Fingerprint : 5EF740BB88C75915F8316DFEC8F1C8631FF26F12
Hi Blaise,
Thanks for running a relay!
It looks like you're currently peaking at a little over 2MB (with a mean of ~1MB)[0][1].
I also see that the relay is currently hibernating. This will certainly impact the amount of bandwidth you use. Did you configure MaxAdvertisedBandwidth?
Below is what the network knows about your relay (with some irrelevant details removed).

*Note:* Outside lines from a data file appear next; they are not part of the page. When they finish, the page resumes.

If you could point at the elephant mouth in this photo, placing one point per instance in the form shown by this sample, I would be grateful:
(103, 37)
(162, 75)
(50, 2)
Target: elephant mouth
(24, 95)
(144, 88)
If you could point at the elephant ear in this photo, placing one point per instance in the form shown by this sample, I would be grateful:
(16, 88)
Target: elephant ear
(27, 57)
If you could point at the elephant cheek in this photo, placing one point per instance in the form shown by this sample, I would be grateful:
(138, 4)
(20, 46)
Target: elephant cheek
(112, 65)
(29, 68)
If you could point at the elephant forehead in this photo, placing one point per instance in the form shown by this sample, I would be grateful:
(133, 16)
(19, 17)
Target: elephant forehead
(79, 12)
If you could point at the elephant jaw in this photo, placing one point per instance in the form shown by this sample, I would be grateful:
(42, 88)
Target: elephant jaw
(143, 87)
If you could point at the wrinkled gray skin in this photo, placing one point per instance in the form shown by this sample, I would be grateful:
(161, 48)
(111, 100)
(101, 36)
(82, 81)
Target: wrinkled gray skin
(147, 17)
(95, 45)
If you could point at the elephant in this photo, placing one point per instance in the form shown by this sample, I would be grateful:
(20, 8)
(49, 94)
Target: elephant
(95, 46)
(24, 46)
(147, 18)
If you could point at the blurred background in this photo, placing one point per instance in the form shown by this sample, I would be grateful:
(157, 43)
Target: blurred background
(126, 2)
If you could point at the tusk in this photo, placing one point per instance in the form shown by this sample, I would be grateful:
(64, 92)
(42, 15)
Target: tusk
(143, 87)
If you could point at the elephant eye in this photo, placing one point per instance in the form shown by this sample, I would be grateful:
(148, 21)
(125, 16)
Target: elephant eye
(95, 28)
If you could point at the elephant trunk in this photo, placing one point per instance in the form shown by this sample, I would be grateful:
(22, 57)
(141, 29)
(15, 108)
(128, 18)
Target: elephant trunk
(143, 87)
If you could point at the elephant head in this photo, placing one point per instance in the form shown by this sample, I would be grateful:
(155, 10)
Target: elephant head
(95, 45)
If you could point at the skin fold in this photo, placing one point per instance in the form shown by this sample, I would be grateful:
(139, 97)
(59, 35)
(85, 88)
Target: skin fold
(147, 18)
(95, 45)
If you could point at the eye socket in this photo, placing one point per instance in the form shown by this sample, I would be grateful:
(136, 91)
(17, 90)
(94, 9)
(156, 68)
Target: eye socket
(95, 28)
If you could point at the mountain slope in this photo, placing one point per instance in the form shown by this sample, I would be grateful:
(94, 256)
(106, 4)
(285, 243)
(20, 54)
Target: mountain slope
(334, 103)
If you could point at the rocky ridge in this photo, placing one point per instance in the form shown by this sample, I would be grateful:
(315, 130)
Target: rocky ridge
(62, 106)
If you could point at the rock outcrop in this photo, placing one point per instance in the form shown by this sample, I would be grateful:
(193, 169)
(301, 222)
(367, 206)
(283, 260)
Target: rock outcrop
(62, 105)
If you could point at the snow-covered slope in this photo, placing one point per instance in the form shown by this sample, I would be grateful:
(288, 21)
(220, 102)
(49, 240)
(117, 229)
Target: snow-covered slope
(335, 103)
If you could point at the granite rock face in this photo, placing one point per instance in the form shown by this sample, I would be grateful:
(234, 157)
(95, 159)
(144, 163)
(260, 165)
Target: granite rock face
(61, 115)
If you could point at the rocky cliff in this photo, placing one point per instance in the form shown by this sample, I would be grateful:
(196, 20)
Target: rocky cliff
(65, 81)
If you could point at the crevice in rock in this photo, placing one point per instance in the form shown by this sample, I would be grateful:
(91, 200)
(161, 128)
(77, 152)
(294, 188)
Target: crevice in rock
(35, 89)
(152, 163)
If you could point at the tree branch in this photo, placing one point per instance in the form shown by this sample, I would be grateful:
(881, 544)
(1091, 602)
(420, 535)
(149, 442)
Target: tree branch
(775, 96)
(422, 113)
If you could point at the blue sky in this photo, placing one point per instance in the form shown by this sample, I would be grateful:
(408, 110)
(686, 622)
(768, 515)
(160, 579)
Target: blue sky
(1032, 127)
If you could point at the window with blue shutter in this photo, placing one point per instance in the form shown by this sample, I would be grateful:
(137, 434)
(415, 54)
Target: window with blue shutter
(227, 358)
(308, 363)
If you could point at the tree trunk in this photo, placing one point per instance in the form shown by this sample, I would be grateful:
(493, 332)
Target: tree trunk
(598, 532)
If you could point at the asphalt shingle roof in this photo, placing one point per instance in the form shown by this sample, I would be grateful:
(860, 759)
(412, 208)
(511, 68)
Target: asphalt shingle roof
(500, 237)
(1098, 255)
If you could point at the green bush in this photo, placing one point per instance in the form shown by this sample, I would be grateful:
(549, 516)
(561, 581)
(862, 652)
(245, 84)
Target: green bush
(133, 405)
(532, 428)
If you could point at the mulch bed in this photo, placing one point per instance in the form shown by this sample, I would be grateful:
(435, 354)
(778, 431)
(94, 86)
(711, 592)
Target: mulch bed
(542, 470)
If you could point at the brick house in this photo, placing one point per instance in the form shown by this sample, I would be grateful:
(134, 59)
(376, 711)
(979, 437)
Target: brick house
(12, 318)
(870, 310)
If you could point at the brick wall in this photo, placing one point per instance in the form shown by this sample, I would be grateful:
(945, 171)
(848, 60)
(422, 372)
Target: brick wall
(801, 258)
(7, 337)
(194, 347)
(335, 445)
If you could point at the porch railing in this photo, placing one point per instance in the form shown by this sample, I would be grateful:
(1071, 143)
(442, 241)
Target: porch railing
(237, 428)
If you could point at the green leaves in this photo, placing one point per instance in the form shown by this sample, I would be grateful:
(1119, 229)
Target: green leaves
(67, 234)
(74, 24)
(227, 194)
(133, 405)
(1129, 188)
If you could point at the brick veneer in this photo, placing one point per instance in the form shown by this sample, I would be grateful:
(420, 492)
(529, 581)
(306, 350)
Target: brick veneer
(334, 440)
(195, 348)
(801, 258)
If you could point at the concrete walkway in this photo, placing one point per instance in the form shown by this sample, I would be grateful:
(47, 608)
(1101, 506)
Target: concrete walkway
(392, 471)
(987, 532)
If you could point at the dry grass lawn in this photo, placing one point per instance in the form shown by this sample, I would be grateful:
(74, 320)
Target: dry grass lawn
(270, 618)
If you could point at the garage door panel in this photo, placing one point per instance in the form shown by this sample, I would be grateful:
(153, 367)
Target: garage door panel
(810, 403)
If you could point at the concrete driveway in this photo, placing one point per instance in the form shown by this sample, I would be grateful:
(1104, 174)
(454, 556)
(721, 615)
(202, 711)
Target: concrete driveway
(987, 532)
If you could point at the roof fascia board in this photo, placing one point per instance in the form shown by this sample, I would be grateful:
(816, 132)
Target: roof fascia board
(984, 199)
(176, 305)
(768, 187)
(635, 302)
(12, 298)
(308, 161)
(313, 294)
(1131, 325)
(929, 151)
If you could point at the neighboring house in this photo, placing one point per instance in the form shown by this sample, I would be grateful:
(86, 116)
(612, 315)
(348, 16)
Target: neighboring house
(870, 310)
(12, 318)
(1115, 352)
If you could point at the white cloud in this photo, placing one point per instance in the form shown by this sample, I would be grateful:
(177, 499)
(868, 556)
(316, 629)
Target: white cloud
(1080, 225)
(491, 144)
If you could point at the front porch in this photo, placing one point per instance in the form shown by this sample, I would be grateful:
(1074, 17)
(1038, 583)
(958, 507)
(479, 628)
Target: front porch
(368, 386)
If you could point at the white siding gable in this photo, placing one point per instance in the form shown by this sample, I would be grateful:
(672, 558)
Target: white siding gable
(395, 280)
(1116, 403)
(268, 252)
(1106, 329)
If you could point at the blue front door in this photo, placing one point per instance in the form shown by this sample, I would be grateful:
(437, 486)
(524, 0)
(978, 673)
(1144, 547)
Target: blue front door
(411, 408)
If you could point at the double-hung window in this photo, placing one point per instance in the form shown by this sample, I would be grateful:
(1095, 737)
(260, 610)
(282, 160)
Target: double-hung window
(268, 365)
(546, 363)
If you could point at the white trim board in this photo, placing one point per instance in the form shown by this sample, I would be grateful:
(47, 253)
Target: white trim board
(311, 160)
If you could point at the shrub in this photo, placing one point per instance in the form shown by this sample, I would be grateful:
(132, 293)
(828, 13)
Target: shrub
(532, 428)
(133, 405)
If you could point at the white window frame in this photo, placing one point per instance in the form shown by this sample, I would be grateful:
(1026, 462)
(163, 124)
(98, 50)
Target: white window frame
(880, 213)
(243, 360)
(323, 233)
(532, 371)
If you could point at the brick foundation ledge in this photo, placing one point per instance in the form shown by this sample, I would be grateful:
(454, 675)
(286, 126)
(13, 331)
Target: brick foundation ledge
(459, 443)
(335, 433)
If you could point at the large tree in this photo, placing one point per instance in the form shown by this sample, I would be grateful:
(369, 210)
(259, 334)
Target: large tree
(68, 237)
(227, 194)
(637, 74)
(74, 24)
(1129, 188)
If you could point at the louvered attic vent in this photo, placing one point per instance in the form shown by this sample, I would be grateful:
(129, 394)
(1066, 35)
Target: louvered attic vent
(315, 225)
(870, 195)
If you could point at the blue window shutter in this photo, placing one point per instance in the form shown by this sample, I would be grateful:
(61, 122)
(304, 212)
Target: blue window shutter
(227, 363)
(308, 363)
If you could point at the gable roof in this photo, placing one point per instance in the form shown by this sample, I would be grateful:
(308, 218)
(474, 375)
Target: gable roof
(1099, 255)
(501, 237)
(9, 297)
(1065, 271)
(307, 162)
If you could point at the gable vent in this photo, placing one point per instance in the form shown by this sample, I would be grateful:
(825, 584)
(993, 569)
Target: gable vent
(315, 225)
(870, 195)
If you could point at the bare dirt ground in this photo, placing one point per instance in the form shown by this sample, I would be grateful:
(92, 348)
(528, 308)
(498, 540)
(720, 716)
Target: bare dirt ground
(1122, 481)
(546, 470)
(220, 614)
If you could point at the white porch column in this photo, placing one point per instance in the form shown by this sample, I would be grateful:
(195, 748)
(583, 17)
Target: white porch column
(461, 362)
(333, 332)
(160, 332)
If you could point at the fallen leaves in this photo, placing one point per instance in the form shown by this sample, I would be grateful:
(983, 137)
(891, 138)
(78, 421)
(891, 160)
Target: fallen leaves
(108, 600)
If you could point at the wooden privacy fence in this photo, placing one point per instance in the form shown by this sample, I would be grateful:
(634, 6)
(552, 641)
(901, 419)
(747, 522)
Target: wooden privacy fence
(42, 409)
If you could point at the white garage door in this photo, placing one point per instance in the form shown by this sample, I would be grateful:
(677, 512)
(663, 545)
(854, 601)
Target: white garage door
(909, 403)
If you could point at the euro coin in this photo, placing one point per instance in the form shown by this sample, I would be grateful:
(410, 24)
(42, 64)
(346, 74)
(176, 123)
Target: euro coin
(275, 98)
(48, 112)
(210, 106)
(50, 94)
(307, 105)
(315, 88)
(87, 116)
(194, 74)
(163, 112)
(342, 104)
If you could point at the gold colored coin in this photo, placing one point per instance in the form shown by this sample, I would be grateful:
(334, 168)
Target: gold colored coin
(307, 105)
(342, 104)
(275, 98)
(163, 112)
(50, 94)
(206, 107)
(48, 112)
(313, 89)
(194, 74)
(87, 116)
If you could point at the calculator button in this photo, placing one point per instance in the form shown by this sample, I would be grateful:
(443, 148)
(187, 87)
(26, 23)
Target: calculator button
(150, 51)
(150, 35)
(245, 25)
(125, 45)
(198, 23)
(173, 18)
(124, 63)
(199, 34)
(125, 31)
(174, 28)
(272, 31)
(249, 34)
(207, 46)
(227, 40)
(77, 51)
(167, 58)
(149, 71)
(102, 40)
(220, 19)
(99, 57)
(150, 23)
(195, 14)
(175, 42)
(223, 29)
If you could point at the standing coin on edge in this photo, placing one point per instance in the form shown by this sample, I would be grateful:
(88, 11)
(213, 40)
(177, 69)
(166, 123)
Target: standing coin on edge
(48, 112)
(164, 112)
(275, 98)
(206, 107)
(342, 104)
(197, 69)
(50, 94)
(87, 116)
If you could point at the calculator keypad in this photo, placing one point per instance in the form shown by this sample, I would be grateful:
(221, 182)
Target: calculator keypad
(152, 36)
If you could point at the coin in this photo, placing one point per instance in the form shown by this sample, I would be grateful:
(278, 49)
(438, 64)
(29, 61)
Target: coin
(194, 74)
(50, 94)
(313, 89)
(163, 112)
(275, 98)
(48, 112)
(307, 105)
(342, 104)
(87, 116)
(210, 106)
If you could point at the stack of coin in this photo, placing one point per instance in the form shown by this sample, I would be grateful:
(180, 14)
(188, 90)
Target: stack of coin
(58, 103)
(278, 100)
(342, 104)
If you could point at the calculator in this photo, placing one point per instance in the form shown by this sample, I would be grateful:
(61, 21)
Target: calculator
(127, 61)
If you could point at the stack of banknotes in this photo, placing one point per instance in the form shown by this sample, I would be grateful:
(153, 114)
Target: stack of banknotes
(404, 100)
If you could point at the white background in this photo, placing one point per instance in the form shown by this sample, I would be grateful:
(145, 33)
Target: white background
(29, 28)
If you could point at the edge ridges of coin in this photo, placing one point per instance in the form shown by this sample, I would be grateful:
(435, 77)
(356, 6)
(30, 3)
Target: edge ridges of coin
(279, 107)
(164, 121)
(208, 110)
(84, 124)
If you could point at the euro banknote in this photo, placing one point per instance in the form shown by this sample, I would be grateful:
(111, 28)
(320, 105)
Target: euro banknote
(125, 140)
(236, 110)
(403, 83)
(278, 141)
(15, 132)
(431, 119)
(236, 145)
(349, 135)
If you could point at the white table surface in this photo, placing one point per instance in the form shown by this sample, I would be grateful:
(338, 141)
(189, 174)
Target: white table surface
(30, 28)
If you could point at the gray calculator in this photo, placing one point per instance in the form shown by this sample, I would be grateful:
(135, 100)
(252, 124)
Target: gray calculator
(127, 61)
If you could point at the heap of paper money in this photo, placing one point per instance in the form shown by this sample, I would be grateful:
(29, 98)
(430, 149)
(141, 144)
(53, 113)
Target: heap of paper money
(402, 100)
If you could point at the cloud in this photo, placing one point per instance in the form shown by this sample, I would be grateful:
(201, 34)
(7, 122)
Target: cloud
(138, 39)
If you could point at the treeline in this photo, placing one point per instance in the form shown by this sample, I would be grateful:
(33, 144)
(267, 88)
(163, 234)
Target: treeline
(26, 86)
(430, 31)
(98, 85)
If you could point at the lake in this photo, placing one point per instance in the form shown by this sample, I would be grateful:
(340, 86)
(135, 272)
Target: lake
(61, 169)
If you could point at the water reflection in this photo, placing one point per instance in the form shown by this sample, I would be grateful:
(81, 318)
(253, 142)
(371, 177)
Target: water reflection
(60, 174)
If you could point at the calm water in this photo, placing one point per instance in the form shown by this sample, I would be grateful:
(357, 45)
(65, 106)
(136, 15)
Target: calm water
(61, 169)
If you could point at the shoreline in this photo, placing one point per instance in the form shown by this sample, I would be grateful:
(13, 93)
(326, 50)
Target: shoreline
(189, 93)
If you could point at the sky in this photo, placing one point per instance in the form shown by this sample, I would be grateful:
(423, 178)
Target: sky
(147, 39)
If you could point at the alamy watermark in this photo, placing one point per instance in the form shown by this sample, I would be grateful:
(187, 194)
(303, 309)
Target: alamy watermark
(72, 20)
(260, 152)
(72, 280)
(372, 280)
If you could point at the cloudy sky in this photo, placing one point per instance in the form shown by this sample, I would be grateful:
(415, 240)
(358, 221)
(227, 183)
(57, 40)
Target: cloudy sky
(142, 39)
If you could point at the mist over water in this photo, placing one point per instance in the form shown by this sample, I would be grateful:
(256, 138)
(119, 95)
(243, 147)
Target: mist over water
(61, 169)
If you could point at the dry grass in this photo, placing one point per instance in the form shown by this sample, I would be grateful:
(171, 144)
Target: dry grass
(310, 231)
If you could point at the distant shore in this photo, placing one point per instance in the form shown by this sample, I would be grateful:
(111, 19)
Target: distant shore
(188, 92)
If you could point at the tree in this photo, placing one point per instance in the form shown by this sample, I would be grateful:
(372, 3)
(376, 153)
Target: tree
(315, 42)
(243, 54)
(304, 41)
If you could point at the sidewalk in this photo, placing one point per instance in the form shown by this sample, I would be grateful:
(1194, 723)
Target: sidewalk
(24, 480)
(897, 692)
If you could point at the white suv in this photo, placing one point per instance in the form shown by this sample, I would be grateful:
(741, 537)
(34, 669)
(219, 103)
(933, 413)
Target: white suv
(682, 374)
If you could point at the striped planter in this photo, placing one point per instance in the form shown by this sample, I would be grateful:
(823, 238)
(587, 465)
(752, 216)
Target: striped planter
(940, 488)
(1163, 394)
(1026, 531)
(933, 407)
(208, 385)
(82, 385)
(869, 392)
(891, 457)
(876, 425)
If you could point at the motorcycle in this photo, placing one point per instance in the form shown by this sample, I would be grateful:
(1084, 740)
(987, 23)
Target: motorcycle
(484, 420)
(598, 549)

$ curl https://onionoo.torproject.org/details?fingerprint=5EF740BB88C75915F8316DFEC... { "version":"1.1", "relays_published":"2014-10-11 05:00:00", "relays":[ { "nickname":"QuebecFibe", "fingerprint":"5EF740BB88C75915F8316DFEC8F1C8631FF26F12", [...] "last_seen":"2014-10-11 06:00:00", "last_changed_address_or_port":"2014-10-07 07:00:00", "first_seen":"2014-07-17 17:00:00", "running":true, "flags":["Fast","Running","V2Dir","Valid"], [...] "consensus_weight":5950, "host_name":"69.159.127.80", "last_restarted":"2014-10-08 06:31:26", "bandwidth_rate":26214400, "bandwidth_burst":26214400, "observed_bandwidth":3512594, "advertised_bandwidth":3512594, "exit_policy":["reject *:*"], "exit_policy_summary":{"reject":["1-65535"]}, [...] "advertised_bandwidth_fraction":2.777751E-4, "consensus_weight_fraction":2.4263727E-4, "guard_probability":0.0, "middle_probability":7.2791905E-4, "exit_probability":0.0, "recommended_version":true, "hibernating":true} ], [...] ]}
[0] https://globe.torproject.org/#/relay/5EF740BB88C75915F8316DFEC8F1C8631FF26F1... [1] https://atlas.torproject.org/#details/5EF740BB88C75915F8316DFEC8F1C8631FF26F...
Should I run multiple relays on the same machine/IP ?
You can, and it may help, but there may be a simpler problem that can be fixed here.